Dans un Maroc où les divorces continuent de progresser et où les tensions conjugales alimentent de nombreux contentieux familiaux, une proposition portée par la ministre de la Solidarité, de l’Insertion sociale et de la Famille mérite une attention particulière. Son idée : instaurer un stage de préparation à la vie conjugale destiné aux futurs mariés avant leur passage devant l’officier d’état civil.
L’initiative peut sembler audacieuse, mais elle répond à une réalité de plus en plus préoccupante. Aujourd’hui, de nombreux couples abordent le mariage avec enthousiasme, mais sans toujours disposer des outils nécessaires pour affronter les défis du quotidien.
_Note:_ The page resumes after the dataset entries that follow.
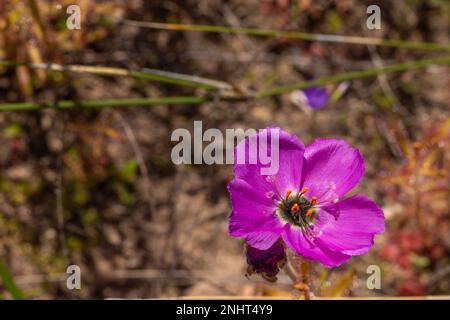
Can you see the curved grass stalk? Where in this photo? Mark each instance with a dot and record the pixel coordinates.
(146, 74)
(90, 104)
(67, 104)
(294, 35)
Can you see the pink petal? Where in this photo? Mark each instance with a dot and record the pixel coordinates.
(296, 241)
(349, 226)
(290, 163)
(332, 169)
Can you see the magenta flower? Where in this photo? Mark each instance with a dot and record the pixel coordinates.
(315, 97)
(303, 204)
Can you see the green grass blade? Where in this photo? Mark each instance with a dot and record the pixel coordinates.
(353, 76)
(89, 104)
(145, 74)
(294, 35)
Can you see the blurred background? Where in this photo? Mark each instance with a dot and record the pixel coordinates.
(97, 188)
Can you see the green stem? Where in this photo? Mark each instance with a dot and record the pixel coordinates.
(295, 35)
(202, 99)
(88, 104)
(146, 74)
(353, 75)
(8, 282)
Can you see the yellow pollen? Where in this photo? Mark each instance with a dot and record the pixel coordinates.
(288, 193)
(295, 208)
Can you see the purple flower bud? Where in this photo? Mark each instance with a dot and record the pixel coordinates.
(268, 262)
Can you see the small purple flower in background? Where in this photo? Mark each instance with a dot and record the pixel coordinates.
(303, 204)
(315, 97)
(268, 262)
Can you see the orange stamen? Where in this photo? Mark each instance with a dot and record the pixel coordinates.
(288, 193)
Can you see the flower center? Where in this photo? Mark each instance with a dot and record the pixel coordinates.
(296, 209)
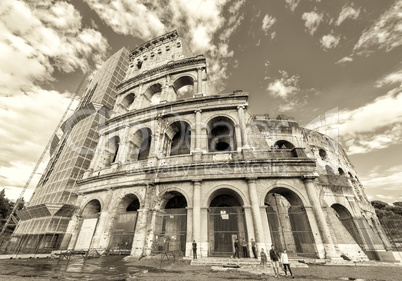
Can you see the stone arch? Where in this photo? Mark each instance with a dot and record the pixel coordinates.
(288, 222)
(221, 134)
(127, 101)
(177, 139)
(111, 150)
(329, 170)
(171, 222)
(184, 86)
(91, 208)
(152, 95)
(284, 144)
(226, 221)
(124, 223)
(241, 196)
(140, 144)
(345, 217)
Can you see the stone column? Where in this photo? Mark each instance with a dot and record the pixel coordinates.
(242, 123)
(199, 80)
(255, 209)
(196, 210)
(320, 217)
(123, 147)
(198, 124)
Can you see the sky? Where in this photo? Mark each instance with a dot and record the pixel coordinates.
(335, 66)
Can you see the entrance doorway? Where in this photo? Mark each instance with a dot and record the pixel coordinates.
(171, 224)
(288, 223)
(226, 222)
(124, 226)
(90, 216)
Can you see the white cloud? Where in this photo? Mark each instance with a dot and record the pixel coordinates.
(387, 181)
(312, 21)
(285, 86)
(393, 78)
(330, 41)
(348, 12)
(385, 33)
(200, 23)
(292, 4)
(344, 60)
(267, 23)
(40, 39)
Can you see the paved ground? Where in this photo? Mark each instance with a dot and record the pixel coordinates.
(115, 268)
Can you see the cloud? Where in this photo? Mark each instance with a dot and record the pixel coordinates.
(344, 60)
(329, 41)
(292, 4)
(43, 38)
(348, 12)
(390, 79)
(27, 122)
(200, 23)
(385, 33)
(387, 181)
(285, 86)
(267, 23)
(312, 21)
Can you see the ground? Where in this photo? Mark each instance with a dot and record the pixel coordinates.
(115, 268)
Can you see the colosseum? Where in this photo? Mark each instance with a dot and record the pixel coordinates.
(153, 159)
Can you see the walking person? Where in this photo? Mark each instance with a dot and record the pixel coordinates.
(285, 263)
(263, 258)
(253, 248)
(194, 250)
(273, 254)
(244, 247)
(236, 245)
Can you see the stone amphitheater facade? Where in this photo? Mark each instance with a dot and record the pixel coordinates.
(153, 159)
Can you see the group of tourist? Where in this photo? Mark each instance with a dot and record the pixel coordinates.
(275, 257)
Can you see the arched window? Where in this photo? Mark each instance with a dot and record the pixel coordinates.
(184, 87)
(152, 95)
(140, 144)
(177, 139)
(283, 144)
(329, 170)
(221, 134)
(128, 101)
(111, 151)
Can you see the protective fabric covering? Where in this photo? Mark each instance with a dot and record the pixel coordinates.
(290, 230)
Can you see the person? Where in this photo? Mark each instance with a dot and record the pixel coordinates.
(244, 247)
(194, 250)
(285, 263)
(236, 245)
(253, 248)
(263, 258)
(274, 256)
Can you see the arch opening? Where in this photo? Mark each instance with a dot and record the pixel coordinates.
(152, 95)
(111, 151)
(177, 139)
(90, 215)
(140, 145)
(184, 87)
(221, 135)
(226, 222)
(171, 224)
(283, 144)
(349, 224)
(288, 222)
(125, 221)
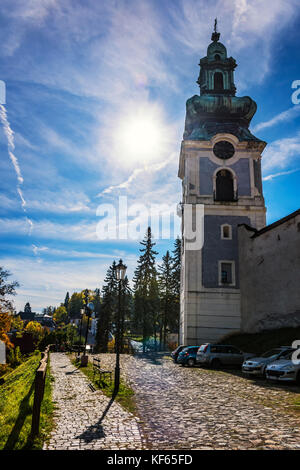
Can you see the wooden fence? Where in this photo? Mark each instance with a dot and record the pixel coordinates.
(40, 378)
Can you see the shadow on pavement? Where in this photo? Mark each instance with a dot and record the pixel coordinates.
(96, 431)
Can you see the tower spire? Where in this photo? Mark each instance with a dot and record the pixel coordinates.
(215, 35)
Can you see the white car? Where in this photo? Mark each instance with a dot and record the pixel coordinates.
(284, 370)
(257, 365)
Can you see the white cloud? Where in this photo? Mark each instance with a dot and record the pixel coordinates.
(44, 282)
(281, 173)
(81, 231)
(248, 29)
(281, 152)
(285, 116)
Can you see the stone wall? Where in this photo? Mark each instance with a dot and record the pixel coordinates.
(270, 275)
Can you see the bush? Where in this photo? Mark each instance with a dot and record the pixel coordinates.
(15, 357)
(111, 346)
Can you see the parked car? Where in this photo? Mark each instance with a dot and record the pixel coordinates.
(284, 370)
(188, 356)
(216, 355)
(257, 365)
(174, 354)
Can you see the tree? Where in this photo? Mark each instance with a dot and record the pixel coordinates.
(49, 311)
(6, 288)
(5, 326)
(166, 295)
(176, 278)
(36, 330)
(144, 280)
(96, 298)
(108, 309)
(61, 315)
(75, 305)
(27, 308)
(17, 324)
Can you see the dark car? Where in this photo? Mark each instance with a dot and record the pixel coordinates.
(217, 355)
(188, 356)
(174, 354)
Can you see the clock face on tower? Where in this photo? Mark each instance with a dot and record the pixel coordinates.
(223, 149)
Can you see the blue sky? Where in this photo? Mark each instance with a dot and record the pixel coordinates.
(96, 96)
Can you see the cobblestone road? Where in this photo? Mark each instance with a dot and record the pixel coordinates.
(79, 411)
(191, 408)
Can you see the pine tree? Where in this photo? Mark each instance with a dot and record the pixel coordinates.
(144, 277)
(75, 305)
(127, 309)
(108, 309)
(27, 308)
(166, 295)
(176, 277)
(97, 302)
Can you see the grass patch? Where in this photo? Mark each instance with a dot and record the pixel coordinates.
(263, 341)
(125, 396)
(16, 402)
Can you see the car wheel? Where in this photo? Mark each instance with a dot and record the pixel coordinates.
(216, 364)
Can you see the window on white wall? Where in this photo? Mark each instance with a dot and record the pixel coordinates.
(226, 232)
(226, 273)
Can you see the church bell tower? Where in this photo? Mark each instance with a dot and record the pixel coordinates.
(220, 168)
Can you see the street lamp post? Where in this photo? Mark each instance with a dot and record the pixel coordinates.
(88, 308)
(120, 275)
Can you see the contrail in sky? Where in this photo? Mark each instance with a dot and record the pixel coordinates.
(11, 147)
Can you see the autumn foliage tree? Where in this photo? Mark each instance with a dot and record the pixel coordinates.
(6, 288)
(5, 325)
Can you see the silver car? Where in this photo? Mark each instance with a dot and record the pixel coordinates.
(284, 370)
(216, 355)
(257, 365)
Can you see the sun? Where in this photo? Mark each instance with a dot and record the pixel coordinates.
(142, 135)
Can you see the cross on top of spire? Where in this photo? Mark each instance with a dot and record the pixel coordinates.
(215, 35)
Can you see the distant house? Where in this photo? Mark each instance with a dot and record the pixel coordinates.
(27, 315)
(46, 320)
(2, 352)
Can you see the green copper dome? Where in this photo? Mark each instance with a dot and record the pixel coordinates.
(217, 109)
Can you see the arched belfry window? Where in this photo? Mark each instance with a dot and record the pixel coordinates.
(218, 81)
(224, 186)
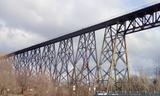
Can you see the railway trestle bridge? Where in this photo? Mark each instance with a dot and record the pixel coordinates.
(80, 65)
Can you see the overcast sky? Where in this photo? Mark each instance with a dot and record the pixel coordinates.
(27, 22)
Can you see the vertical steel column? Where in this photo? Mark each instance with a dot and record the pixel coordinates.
(86, 60)
(113, 60)
(64, 62)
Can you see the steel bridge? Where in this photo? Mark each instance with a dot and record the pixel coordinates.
(76, 66)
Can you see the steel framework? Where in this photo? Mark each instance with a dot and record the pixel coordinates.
(82, 67)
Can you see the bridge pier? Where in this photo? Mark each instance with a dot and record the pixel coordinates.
(114, 70)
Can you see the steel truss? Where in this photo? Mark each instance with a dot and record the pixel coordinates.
(57, 58)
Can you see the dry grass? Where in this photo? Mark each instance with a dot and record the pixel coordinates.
(41, 85)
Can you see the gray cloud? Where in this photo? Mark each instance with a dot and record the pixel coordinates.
(27, 22)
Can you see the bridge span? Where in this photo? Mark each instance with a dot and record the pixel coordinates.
(58, 58)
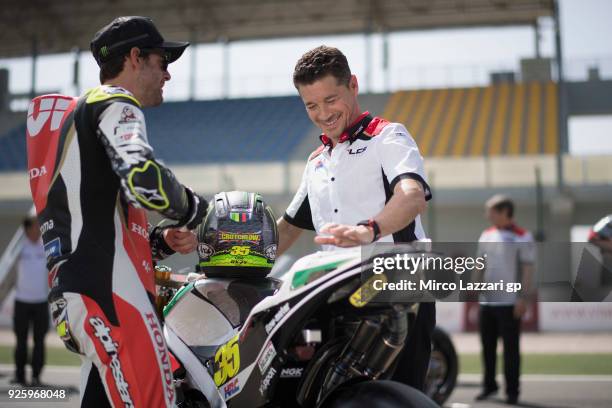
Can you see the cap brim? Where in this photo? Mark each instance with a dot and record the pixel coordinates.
(174, 49)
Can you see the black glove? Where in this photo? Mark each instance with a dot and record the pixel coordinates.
(159, 247)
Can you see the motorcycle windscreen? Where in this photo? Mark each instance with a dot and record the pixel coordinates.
(197, 321)
(214, 307)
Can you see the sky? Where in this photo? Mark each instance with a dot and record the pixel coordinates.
(435, 58)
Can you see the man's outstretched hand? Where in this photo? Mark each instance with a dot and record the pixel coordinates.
(344, 236)
(180, 240)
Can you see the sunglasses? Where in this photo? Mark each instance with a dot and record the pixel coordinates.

Communication, gestion des conflits, équilibre financier, éducation des enfants, partage des responsabilités ou encore attentes réciproques sont autant de sujets rarement abordés en profondeur avant l’union.
Le projet envisagé consisterait à organiser des sessions d’accompagnement sous forme d’ateliers collectifs, animés par des spécialistes de la famille, des psychologues, des juristes et d’autres experts. L’objectif ne serait pas de sélectionner ou d’exclure des candidats au mariage, mais plutôt de leur fournir les clés indispensables à la construction d’une relation durable et équilibrée.
Si l’idée peut paraître novatrice au Maroc, elle est déjà appliquée, sous différentes formes, dans plusieurs pays qui ont fait de la prévention des conflits conjugaux une priorité. Les résultats observés montrent souvent une meilleure préparation des couples aux réalités de la vie commune et une diminution des ruptures précoces.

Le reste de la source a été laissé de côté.